Au Maghreb, les Sahraouis aussi rêvent depuis longtemps d’indépendance. Bien avant la création en 1973 du Front Polisario, les Nations unies et l’Organisation de l’unité africaine (OUA) invitaient dès 1966 l’Espagne, puissance coloniale, à quitter le territoire selon la procédure d’autodétermination des populations. Le Maroc, l’Algérie et la Mauritanie avaient alors accepté ce principe. Tout s’est compliqué par la suite, lorsque Hassan II a décidé de faire du Sahara une cause nationale lui permettant de réaliser l’union autour de son trône affaibli. Le conflit qui oppose le Maroc au Front Polisario pour la souveraineté du Sahara occidental se double d’un contentieux entre Rabat et Alger. Pour affaiblir un voisin qui n’a de cesse de lui contester ses frontières, Alger est venu en aide aux indépendantistes sahraouis. L’Algérie a inscrit le combat du Front Polisario dans le cadre d’une lutte de décolonisation et appuie officiellement le droit à l’autodétermination de ce peuple. La défense de ce principe lui paraît naturelle dans la mesure où elle doit elle-même sa souveraineté à un référendum d’autodétermination organisé en 1962.

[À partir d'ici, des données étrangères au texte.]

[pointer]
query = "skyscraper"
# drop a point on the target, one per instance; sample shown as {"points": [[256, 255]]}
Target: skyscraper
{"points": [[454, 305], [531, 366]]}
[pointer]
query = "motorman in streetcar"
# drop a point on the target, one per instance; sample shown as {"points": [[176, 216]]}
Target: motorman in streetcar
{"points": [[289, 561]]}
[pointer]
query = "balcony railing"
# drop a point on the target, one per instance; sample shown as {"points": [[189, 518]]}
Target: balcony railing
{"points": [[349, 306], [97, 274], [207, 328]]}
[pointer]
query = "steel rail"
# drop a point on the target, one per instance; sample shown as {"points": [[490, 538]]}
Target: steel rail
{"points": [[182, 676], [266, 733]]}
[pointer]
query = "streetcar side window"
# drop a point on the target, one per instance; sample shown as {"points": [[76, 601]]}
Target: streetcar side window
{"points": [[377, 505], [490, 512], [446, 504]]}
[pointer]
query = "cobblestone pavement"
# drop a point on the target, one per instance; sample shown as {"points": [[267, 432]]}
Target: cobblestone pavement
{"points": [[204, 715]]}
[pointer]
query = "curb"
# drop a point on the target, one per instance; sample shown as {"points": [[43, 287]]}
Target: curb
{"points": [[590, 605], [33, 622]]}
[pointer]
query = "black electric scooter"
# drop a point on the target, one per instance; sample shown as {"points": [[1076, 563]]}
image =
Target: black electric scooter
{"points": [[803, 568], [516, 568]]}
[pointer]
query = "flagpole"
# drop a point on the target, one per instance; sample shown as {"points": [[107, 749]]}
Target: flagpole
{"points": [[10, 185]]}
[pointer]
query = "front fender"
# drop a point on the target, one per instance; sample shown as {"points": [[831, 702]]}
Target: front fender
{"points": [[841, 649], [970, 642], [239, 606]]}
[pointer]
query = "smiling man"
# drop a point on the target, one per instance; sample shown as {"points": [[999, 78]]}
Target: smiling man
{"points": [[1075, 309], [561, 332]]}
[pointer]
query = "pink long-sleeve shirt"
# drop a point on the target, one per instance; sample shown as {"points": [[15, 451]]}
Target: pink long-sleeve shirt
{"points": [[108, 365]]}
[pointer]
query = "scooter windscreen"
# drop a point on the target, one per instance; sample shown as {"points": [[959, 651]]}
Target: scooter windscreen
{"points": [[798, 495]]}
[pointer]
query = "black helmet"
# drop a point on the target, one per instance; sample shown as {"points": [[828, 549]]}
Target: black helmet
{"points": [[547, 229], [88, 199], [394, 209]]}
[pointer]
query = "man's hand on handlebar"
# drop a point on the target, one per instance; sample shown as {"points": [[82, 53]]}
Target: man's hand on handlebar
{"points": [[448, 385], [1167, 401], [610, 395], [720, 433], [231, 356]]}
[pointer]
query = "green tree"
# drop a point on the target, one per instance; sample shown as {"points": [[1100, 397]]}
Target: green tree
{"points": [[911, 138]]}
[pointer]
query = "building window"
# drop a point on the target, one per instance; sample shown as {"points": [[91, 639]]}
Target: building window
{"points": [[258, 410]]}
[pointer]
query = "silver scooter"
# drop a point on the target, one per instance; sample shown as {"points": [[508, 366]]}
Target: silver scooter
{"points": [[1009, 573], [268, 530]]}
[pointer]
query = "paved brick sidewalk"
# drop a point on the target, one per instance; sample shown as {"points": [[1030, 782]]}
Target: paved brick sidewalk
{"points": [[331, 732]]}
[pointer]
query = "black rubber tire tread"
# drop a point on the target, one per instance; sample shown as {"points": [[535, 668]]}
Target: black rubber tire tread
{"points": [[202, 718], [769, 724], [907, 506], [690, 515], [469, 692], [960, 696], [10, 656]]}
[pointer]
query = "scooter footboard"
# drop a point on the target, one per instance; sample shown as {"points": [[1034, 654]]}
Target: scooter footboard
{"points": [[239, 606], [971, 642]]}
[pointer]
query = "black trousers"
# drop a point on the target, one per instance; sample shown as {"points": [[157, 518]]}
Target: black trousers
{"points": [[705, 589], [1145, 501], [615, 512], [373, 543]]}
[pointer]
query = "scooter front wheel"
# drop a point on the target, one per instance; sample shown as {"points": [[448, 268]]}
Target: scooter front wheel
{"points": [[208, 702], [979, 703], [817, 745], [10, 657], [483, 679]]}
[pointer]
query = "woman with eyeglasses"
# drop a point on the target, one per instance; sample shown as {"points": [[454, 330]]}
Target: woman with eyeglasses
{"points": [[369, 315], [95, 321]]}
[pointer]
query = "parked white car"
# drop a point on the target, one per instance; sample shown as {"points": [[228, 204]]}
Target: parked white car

Dès lors, l’autodétermination a été pour beaucoup synonyme d’indépendance. Après avoir tergiversé, le Maroc a, dès la fin des années 1990, adopté l’autonomie comme mode de règlement du conflit saharien, écartant implicitement l’autodétermination. Mais cette autonomie n’est ni le fruit d’une négociation ni une option sur laquelle les Sahraouis auront été consultés. Le blocage est total et c’est pour le dépasser que le secrétaire général des Nations unies António Guterres appelle les parties au « réalisme » et à « l’esprit de compromis », alors que ce conflit déstabilise tout le Maghreb.

Le droit à l’autodétermination est un principe fondamental du droit international. Il ne signifie pas nécessairement indépendance. Et les exemples du Kurdistan, du Soudan, du Yémen et du Sahara occidental montrent à quel point il est malaisé à mettre en œuvre dans une région où les régimes ont perdu leur légitimité, répriment toute opposition et bloquent toute perspective de changement, ce qui encourage les tentations sécessionnistes, parfois appuyées par des interventions étrangères.

1En fait, ce sont les Kurdes syriens qui ont joué un rôle majeur, notamment dans la bataille de Kobané.